Despite the expected growing pains that have come with this transition, Reaves has still maintained his trademark efficiency. His 57.3% eFG% is the fourth-highest amongst all combo guards who have logged at least 1000 minutes this season, according to Cleaning the Glass.
While the counting numbers have been mostly in line with his first two seasons, his once-gaudy impact numbers have gone in the opposite direction. On the season, Reaves is posting a woeful +/- of -11 in 1248 non-garbage time minutes.
His play — namely his defense — has played a big part in this, but also have things like his role, lineup construction, and the rest of the team’s slippage. That said, Reaves has fortunately shown signs of late in returning to doing the things that originally made him one of the league’s net-rating darlings. He’s a +29 in the team’s last two wins.
Beyond holding onto him because of his production on the floor, Reaves also represents arguably the Lakers’ most valuable non-James or Davis trade chip.
In the first season of his extremely team-friendly 4-year, $56 million deal, Reaves will likely, at the very least, play up to his contract if not blow past the value as he enters his prime at still just 25 years old.
So while LaVine’s dynamism on offense and Murray’s (potential) two-way play may be more impactful to the Lakers’ title hopes than Reaves this year, the extent is likely closer than it seems if not in Reaves’ favor.
Regardless of where you stand on who is better, what the Lakers ultimately must weigh is how much better that tier of players is compared to Reaves (and possibly more) not only in on-court value but also off-court money.
After this season, LaVine is still owed $138 million over the next three years. This also includes a $49 million player option in 2026-27 that he likely will exercise. For Murray, he is about to kick off a four-year, $114 million extension which also features a $30 million player option in 2027-28.
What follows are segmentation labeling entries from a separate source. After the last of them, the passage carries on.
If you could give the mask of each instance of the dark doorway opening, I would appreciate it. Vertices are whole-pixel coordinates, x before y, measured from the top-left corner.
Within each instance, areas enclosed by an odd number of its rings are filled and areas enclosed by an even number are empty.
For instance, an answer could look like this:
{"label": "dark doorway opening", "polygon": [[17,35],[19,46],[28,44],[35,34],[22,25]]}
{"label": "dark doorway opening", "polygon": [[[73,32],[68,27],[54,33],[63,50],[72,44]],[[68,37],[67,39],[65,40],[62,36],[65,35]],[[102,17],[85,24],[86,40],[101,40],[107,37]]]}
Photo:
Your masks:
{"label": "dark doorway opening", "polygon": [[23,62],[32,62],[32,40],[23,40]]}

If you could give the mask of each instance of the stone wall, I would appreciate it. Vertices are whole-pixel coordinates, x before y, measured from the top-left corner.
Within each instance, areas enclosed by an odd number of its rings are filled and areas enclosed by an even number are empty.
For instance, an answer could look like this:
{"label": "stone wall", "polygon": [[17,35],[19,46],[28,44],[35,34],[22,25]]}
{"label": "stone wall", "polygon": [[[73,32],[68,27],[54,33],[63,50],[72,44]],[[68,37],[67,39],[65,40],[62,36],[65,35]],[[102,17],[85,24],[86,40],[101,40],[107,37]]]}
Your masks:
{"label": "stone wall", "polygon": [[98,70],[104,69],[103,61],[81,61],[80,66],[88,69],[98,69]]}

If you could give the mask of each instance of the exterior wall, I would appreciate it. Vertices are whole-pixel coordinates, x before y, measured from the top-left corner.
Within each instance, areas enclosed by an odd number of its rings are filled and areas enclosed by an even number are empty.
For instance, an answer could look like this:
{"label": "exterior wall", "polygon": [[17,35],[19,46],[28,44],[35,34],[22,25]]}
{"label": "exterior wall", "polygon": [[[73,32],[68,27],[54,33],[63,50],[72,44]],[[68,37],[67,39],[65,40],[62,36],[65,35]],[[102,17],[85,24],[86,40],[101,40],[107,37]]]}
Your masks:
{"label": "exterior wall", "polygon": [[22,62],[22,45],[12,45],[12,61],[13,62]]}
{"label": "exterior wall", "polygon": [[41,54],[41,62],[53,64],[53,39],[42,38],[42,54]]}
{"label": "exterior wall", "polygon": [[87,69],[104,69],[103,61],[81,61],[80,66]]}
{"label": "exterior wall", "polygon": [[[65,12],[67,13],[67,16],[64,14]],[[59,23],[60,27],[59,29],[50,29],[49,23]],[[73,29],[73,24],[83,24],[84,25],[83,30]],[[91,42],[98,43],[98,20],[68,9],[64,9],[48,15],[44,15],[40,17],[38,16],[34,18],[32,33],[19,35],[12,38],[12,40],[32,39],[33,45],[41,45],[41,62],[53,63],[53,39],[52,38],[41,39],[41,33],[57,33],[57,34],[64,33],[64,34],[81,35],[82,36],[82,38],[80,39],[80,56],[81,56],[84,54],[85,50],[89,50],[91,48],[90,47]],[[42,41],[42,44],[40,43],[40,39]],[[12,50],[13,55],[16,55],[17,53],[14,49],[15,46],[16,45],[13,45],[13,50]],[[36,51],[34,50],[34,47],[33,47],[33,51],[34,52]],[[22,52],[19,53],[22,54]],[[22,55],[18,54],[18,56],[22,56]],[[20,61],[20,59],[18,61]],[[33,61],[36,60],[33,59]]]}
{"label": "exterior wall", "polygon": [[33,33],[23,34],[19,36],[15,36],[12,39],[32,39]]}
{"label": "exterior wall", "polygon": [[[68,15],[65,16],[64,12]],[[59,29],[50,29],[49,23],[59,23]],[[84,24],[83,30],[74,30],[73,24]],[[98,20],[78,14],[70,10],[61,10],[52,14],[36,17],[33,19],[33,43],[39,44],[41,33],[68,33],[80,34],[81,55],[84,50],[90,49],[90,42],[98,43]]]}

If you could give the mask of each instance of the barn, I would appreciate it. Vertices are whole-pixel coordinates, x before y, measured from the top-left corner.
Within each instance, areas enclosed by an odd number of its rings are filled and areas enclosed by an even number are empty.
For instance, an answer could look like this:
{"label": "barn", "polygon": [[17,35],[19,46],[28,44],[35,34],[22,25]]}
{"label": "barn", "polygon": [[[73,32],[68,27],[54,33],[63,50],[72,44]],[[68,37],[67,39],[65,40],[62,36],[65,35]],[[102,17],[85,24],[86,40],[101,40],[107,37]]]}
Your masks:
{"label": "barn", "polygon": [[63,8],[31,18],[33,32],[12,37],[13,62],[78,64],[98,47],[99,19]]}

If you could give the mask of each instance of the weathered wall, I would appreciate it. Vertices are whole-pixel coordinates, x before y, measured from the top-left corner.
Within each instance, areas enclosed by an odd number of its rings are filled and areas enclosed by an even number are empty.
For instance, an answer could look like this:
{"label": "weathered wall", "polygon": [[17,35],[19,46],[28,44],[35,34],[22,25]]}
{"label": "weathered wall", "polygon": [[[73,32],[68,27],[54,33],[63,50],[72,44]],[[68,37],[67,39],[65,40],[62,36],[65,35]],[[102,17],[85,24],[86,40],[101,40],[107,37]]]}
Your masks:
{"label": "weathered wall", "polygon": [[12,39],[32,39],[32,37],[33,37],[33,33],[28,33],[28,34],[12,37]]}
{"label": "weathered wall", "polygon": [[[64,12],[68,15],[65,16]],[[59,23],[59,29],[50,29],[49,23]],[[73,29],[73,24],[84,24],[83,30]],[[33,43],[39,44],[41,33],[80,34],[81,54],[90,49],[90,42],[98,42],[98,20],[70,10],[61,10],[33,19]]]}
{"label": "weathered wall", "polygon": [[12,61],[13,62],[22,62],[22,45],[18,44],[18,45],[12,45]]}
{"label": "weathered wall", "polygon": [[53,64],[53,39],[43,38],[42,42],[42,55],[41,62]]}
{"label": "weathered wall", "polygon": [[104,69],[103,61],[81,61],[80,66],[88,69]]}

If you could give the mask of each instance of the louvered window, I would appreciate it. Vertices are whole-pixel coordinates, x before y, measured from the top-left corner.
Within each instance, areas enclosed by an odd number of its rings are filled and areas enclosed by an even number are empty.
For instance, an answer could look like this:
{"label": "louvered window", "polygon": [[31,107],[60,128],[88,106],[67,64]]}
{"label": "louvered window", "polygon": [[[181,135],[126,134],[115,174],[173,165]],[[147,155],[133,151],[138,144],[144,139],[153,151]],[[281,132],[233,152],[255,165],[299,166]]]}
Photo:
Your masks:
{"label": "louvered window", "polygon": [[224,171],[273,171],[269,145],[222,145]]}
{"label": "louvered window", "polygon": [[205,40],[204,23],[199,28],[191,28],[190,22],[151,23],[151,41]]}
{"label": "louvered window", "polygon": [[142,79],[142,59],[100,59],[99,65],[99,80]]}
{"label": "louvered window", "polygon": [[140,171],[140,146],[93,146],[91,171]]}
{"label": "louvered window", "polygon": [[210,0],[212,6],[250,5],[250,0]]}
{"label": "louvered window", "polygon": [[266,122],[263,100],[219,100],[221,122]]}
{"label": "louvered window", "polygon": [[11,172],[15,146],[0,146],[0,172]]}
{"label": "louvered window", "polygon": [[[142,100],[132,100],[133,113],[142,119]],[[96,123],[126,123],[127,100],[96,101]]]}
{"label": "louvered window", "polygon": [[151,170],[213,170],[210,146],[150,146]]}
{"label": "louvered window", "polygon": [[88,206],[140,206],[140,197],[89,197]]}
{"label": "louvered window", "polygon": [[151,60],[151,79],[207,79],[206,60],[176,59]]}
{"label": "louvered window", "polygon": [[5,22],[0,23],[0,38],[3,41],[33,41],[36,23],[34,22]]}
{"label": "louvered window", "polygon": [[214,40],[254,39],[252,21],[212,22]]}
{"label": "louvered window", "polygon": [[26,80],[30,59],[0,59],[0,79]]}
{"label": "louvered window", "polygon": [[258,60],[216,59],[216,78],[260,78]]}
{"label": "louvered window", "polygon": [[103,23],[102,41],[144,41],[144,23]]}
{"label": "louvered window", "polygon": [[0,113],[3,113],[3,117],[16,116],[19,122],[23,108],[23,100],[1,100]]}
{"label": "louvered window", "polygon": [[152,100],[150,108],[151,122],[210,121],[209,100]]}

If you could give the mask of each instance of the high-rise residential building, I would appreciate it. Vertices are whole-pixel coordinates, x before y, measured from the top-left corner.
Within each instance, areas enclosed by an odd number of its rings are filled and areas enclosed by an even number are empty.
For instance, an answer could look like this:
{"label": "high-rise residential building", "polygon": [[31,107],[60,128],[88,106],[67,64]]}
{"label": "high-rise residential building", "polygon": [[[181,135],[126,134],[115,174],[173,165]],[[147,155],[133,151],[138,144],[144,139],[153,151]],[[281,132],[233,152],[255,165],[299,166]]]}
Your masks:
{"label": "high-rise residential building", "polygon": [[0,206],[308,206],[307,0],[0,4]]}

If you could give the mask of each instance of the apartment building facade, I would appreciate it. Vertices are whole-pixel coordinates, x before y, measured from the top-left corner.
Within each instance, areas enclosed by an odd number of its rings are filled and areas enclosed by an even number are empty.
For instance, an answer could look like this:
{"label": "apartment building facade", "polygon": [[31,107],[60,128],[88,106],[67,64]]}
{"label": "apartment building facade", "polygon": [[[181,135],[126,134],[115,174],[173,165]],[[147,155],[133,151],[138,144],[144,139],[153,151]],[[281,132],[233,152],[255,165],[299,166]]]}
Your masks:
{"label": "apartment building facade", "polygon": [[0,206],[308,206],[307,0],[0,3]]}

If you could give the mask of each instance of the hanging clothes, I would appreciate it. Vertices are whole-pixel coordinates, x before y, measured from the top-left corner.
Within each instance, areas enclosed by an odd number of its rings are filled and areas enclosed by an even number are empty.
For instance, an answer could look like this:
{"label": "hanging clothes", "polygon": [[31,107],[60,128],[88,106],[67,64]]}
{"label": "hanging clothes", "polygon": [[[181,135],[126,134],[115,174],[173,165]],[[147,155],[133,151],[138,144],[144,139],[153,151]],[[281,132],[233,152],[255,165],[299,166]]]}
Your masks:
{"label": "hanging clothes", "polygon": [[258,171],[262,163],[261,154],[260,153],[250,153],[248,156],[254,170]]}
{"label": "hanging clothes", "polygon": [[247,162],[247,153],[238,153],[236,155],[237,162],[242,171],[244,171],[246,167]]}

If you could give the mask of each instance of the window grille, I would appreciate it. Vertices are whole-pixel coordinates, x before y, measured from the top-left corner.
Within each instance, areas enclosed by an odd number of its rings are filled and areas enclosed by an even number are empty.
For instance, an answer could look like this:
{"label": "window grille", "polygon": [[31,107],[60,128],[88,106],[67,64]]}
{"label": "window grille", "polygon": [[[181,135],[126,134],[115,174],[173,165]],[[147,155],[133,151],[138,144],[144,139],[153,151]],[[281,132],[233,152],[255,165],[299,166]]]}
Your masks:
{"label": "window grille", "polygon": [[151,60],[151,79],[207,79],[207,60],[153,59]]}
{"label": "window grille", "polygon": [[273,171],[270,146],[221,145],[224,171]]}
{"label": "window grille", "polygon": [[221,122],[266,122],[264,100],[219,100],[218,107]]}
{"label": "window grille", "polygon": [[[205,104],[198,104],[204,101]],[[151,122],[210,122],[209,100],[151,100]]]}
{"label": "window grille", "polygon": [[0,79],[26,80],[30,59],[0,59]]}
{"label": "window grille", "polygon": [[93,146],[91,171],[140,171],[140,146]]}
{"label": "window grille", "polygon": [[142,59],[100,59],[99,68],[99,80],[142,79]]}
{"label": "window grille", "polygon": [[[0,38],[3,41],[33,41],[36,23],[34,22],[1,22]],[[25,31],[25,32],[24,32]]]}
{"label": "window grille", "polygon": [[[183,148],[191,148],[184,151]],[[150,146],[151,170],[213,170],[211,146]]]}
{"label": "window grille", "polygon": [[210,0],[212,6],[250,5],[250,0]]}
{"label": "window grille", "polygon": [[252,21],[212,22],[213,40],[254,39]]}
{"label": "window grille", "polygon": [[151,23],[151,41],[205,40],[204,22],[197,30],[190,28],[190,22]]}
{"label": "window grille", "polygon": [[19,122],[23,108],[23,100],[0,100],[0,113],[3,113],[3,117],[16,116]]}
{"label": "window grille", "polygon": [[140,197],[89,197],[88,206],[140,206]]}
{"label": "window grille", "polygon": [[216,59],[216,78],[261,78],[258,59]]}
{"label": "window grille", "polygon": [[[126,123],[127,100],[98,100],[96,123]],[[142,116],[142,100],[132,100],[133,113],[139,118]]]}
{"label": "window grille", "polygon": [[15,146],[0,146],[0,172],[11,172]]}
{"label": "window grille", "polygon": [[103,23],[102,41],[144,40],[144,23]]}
Although the Lakers are very much still in win-now mode given James’ window, they still have to act rationally, especially given Reaves represents their one real asset to use if they want to acquire another bonafide star. LaVine and Murray are very good basketball players, but they are not the caliber you feel comfortable going all-in for.
This brings us back to the pick-swap with New Orleans, who are currently four games ahead of Los Angeles in the standings.
If the Pelicans decide to kick the can down the road for an additional year, the Lakers can, in theory, have up to three first-rounders to trade on draft night if they don’t move either ‘29 or ‘30 before the deadline. And if they hold onto Reaves, they will also then have an attractive young player to bundle with those picks if a star were to suddenly become available.
To be clear, this is not to say the Lakers should go this route. However, it is a potential avenue they can at least explore if the right deal doesn’t present itself ahead of the trade deadline.
Regardless of what path they ultimately opt to take, they should be in no rush to move on from Reaves. No matter your stance on him, he is a young, starting-level player on a good deal at the very worst.
Those types of players and contracts are becoming increasingly difficult to find, and given their lack of real trade assets otherwise, it will only benefit the Lakers to stay patient.